From its beginning Tivoli included a variety of attractions: buildings in the exotic style of an imaginary Orient: a theatre, band stands, restaurants and cafés, flower gardens, and mechanical amusement rides such as a merry-go-round and a primitive scenic railway. After dark, colored lamps illuminated the gardens. On certain evenings, specially designed fireworks could be seen reflected in Tivoli's lake, a remnant of the moat surrounding the city fortifications.
Composer Hans Christian Lumbye (b. 1810 – d. 1874) was Tivoli's musical director from 1843 to 1872. Lumbye was inspired by Viennese waltz composers such as the Strauss family (Johann Strauss I and his sons), and became known as the "Strauss of the North". Many of his compositions are specifically inspired by the gardens, including "Salute to the Ticket Holders of Tivoli", "Carnival Joys" and "A Festive Night at Tivoli". The Tivoli Symphony Orchestra still performs many of his works.

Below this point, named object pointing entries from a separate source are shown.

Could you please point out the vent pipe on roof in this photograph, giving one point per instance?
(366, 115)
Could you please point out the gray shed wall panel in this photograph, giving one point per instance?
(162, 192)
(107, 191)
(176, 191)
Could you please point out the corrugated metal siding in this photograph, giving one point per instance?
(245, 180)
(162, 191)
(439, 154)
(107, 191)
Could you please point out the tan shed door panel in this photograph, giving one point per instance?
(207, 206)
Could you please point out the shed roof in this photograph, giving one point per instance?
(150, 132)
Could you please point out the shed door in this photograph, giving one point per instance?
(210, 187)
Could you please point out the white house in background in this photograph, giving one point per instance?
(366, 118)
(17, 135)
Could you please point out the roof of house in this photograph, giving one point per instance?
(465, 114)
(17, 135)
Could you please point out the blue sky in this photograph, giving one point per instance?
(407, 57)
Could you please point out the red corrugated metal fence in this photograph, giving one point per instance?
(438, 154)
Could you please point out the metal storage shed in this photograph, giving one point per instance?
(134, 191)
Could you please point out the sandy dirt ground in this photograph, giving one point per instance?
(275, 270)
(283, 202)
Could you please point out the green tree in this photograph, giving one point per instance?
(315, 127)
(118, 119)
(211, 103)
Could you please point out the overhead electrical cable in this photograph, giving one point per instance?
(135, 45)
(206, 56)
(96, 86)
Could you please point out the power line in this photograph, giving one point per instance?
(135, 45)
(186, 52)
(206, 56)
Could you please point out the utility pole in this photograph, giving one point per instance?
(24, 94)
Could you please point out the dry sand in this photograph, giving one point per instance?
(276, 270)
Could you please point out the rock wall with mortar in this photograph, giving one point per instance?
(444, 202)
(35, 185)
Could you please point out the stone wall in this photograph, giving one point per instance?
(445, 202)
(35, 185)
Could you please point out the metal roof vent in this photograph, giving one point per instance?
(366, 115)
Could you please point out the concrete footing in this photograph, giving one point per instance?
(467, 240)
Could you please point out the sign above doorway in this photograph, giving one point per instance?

In 1874, a Chinese-style Pantomimeteatret (pantomime theatre) took the place of an older smaller theatre. The audience stands in the open, the stage being inside the building. The theatre's "curtain" is a mechanical peacock's tail. From the very beginning, the theatre was the home of Italian pantomimes, introduced in Denmark by the Italian Giuseppe Casorti. This tradition, dependent on the Italian Commedia dell'Arte, has been kept alive; it portrays the characters Cassander (the old father), Columbine (his beautiful daughter), Harlequin (her lover), and, especially popular with the youngest spectators, the stupid servant Pierrot. The absence of spoken dialogue is an advantage, for Tivoli is now an international tourist attraction.

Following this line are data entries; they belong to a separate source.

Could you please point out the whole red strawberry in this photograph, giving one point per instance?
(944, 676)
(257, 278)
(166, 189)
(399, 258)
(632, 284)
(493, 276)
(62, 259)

In the late 19th and early 20th century, Tivoli also hosted human exhibitions.
In 1943, Nazi sympathisers burnt many of Tivoli's buildings, including the concert hall, to the ground. Temporary buildings were constructed in their place and the park was back in operation after a few weeks.[page needed]
Tivoli is always evolving without abandoning its original charm or traditions. Georg Carstensen said in 1844: "Tivoli will never, so to speak, be finished", a sentiment echoed just over a century later when Walt Disney said of his own Tivoli-inspired theme park, "Disneyland will never be completed. It will continue to grow as long as there is imagination left in the world".
In Icelandic, Danish, Norwegian and Swedish, the word tivoli has become synonymous with any amusement park.